As plataformas de lá fazem o contrário: vieram para cá e passaram a substituir o que ainda importam com artigos comprados, cada vez mais, no Brasil. E fazem mais: usam inteligência artificial para encomendar o que tem probabilidade de agradar ao consumidor, o que significa que ambos, produtor e plataforma, operam sem estoques e, portanto, a própria operação gera o capital giro do negócio. Todos ganham: o produtor, o e-commerce e, sobretudo, o consumidor.

Como as nações prosperam

O que merece muita atenção é que a tecnologia se torna inovadora a partir do momento em que ela produz novos modelos de negócios.

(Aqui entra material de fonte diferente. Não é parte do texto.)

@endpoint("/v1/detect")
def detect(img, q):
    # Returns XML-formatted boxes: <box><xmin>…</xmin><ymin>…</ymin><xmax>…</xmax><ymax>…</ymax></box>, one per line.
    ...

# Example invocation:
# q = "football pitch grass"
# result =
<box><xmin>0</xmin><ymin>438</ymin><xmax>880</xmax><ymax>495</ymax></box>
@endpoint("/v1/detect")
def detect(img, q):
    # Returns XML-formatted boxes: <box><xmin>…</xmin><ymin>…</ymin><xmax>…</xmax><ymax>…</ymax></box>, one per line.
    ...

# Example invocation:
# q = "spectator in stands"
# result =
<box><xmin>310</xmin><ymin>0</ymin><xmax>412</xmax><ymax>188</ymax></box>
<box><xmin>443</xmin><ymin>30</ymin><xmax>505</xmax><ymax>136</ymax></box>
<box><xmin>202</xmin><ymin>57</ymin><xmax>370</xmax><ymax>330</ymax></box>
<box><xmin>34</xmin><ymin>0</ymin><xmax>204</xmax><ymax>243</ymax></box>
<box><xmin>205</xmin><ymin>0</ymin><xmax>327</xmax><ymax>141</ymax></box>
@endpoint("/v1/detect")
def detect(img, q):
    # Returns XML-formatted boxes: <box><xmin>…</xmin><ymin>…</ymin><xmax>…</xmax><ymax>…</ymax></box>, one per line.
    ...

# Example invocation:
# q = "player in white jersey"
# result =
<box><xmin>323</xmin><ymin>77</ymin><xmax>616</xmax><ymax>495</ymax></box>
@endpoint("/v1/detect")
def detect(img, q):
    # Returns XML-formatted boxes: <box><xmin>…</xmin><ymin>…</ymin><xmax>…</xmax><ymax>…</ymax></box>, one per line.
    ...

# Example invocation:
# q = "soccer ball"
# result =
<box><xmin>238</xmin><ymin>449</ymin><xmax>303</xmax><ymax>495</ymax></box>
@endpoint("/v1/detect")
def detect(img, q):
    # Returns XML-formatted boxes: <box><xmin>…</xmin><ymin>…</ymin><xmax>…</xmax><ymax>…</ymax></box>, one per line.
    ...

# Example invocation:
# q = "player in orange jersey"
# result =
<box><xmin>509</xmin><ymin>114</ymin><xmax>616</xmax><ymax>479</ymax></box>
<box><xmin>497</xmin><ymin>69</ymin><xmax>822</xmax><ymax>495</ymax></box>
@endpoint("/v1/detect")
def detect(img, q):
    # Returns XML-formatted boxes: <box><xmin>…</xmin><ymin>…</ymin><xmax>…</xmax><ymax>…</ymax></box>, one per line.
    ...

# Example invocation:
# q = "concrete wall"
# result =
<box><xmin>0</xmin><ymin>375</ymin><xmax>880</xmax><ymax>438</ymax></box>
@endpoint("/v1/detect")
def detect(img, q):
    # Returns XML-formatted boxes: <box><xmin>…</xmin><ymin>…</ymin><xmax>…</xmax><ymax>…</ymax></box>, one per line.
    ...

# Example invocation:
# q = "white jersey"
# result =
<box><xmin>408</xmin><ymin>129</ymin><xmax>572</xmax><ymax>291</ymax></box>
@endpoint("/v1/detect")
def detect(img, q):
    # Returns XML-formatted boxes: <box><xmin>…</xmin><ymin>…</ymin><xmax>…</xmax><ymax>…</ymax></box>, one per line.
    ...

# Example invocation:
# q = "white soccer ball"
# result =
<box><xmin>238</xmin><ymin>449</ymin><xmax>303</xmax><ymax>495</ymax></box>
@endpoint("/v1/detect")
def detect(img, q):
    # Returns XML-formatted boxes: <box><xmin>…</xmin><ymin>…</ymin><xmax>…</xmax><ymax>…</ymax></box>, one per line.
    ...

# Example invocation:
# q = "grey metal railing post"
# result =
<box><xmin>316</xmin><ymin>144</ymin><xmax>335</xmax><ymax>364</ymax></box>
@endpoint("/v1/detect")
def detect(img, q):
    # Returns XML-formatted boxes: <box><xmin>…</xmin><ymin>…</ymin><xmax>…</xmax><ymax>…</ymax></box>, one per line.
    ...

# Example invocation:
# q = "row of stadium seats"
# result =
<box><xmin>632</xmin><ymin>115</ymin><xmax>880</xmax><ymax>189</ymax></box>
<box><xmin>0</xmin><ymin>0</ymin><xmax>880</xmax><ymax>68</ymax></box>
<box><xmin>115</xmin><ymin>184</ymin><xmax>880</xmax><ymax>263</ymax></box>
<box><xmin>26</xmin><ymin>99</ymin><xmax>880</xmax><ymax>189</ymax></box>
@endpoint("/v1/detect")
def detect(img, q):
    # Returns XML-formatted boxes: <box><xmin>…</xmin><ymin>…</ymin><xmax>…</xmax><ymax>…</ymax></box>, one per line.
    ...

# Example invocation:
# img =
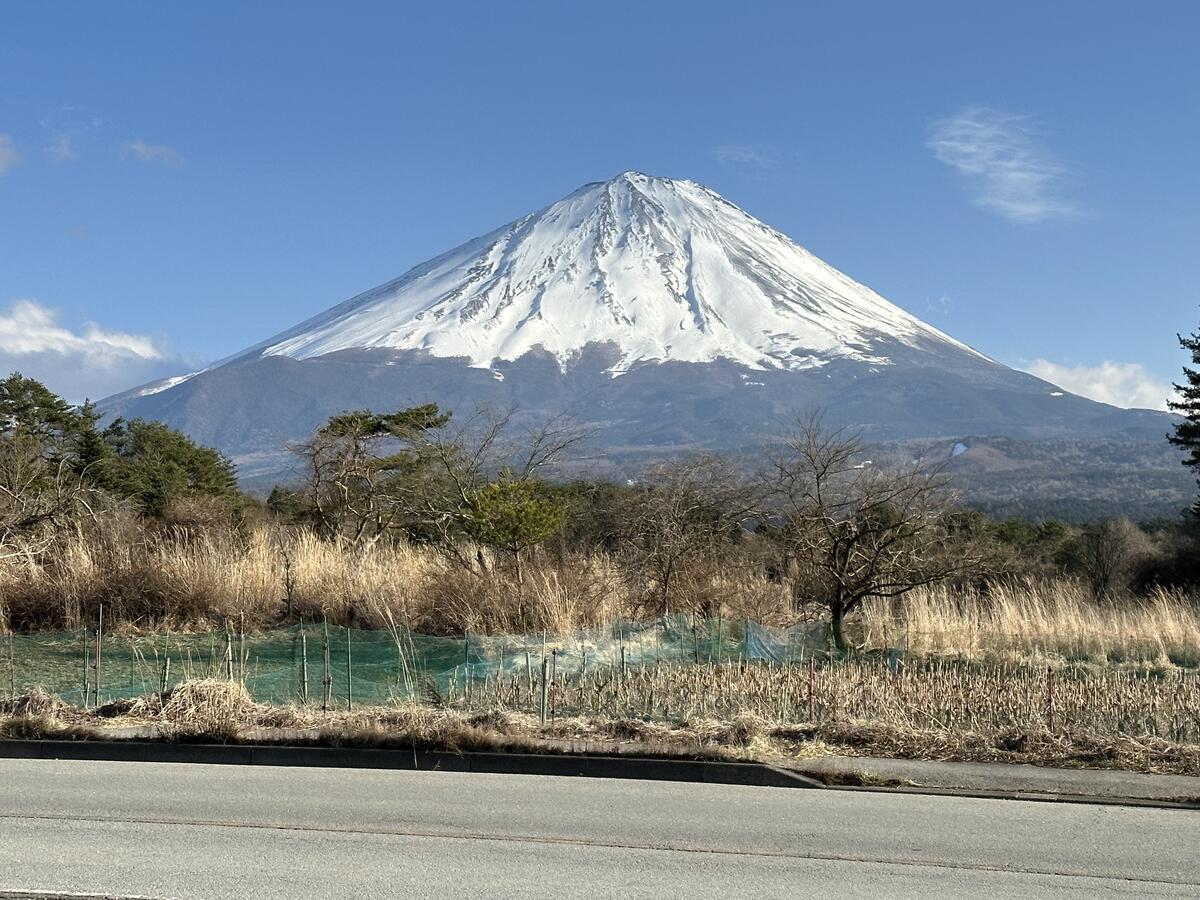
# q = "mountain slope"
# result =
<box><xmin>102</xmin><ymin>173</ymin><xmax>1168</xmax><ymax>511</ymax></box>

É o que as fintechs instaladas em aplicativos de celular fizeram, ao disputar o cliente com as redes de agências de bancos. Ou o iFood e o Uber fizeram com seus aplicativos, representando as inovações criadoras de mercados, portanto, de empregos e novos negócios.

O Uber foi copiado por outros negócios, ampliando e não reduzindo o mercado de trabalho e as oportunidades de logística de entregas. O Airbnb, de habitações, inspirou o Turo, entre outros, de aluguel de carros. Em tais casos, os incumbentes destes mercados tentaram proibir ou dificultar a nova concorrência. Nenhum conseguiu.

Shein já está com 55% de sua receita no Brasil vinda da venda de peças produzidas por micros e pequenos fabricantes brasileiros, e o mesmo deverá fazer o Temu, com sortimento maior de bens.

Eles, como destaca o professor de Harvard, não são só varejistas. “São plataformas pioneiras focadas em tecnologia que estão mudando a própria natureza dos negócios.” Se varejo e indústria fizerem como os bancos em relação ao Pix, que se adaptaram à inovação sem retorno, todos ganham. Ou busquem fazer melhor e os desafiem sendo ainda mais inovadores. É assim que as nações prosperam.